Why Wesley?: Blaze & Caroline Currie

Blaze:

Caroline and I have been thinking about “Why Wesley” in one word, and we decided to choose the same word as a couple: HOPE.

Caroline and I have very similar church upbringings. We’ve attended church with each others’ families, and though she grew up Lutheran and I grew up in the Nazarene church, our childhood churches have the same feel.

They are both situated in small, rural farming communities – small little churches where the pews are filled with like-minded folks who also all grew up in that same little community. In fact, most church members have known each other for decades and share bloodlines somewhere.

These are wonderful little churches that seem to be the perfect fit for those little communities; however, as Caroline and I have each grown and matured, we grew somewhat estranged from these childhood churches. I want to be clear, we grew estranged from the “church” as we knew it, not from the people in them as we still know many of them as “family” and “friends.”

We each left these small communities after high school and have each traveled internationally, and attended universities far from our homes. We immersed ourselves in the vibrate and colorful world of diverse thought and opinions. We found friendships in people who worshiped in different ways and through different belief systems. Some prayed differently than we were taught. Some didn’t pray at all. Some challenged our faith – and wanted to know – what is so special about what you believe. This challenged our faith.
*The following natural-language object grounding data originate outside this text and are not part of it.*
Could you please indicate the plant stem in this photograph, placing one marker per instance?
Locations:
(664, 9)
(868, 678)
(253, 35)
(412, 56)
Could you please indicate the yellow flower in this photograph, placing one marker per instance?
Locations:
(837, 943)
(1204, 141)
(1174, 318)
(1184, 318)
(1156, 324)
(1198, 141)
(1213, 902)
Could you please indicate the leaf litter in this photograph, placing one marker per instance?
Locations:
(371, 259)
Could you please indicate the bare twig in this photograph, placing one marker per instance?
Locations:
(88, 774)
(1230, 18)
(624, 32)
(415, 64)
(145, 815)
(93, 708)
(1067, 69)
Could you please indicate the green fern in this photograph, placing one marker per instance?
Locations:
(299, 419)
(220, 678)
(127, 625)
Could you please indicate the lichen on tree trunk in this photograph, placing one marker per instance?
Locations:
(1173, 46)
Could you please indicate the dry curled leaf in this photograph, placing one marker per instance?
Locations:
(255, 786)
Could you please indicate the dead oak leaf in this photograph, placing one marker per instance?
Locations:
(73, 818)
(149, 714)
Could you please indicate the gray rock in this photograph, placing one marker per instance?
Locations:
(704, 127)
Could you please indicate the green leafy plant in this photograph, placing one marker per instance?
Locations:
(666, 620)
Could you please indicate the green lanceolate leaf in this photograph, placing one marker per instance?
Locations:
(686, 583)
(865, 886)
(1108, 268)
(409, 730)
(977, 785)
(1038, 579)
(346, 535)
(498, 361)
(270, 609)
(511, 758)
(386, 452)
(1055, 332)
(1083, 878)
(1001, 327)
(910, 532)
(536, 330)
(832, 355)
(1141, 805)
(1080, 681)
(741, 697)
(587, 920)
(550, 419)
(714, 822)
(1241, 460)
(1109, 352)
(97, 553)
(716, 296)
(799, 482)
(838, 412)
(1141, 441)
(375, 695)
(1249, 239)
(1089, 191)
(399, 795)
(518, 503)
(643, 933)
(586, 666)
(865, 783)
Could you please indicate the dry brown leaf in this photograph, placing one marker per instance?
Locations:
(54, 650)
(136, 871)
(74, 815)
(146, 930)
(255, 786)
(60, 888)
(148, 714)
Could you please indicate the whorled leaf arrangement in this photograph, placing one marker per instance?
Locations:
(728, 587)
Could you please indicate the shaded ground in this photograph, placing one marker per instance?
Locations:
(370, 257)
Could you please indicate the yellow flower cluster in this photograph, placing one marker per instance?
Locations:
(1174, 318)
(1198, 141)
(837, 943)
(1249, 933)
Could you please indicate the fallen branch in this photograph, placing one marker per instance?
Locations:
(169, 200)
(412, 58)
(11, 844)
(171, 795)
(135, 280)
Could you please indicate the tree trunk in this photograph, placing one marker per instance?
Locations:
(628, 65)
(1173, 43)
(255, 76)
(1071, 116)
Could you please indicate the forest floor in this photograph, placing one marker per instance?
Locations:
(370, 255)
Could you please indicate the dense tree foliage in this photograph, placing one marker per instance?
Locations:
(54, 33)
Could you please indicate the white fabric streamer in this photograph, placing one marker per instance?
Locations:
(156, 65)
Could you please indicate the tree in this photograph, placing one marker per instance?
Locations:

We became close friends and colleagues with people who would likely not be welcomed into the churches we grew up in. Not because of any direct ill-intent, but simply because we grew up in churches where “discomfort” is not welcomed on Sunday morning.

But we know that for us, it has been this very “discomfort” that has grown our faith.

When we started dating and began discussing “faith” and our relationship with Christ, we found we both faced a frightening and glaring challenge…

We asked, together, can we reconcile the faith we grew up, the faith family we know and love with the realities and people of the world we now also know and love? We asked, if we can’t in good faith be the Christians of our childhood, what are we to be? And most challenging, we asked, is it even possible that there is a church family that exists that can help us bridge that divide between who we were and who we want to become?

And then we found Wesley. A place of hope.

A place where we don’t have to “dumb it down” on Sunday morning; a place where discomfort is welcomed. But also a place where the emotion and spiritual connections of our childhood faith are not judged. A place where the Holy Spirit is a real thing and you can feel it. It gives us hope.

Caroline:

Joining Wesley’s community certainly gave us hope as individuals as to how our expanded views of the world could have a place and appreciation within the faith. On a smaller scale, it also gives us hope week to week.

When I first moved to Champaign in December 2014 for my job – 9 months before Blaze would move here – I never envisioned that I would be spending so many weeks and weekends alone. The need for Blaze to stay in Ghana for his work continued to extend. You may or may not have even been aware that I was lonely and angry. With each new Sunday, I found bitterness for the fact I had to come to church “alone” when I had never needed to before in my life. I always had a family or group of friends. However, over time, I came to experience that within the Wesley family, I wasn’t really alone at all.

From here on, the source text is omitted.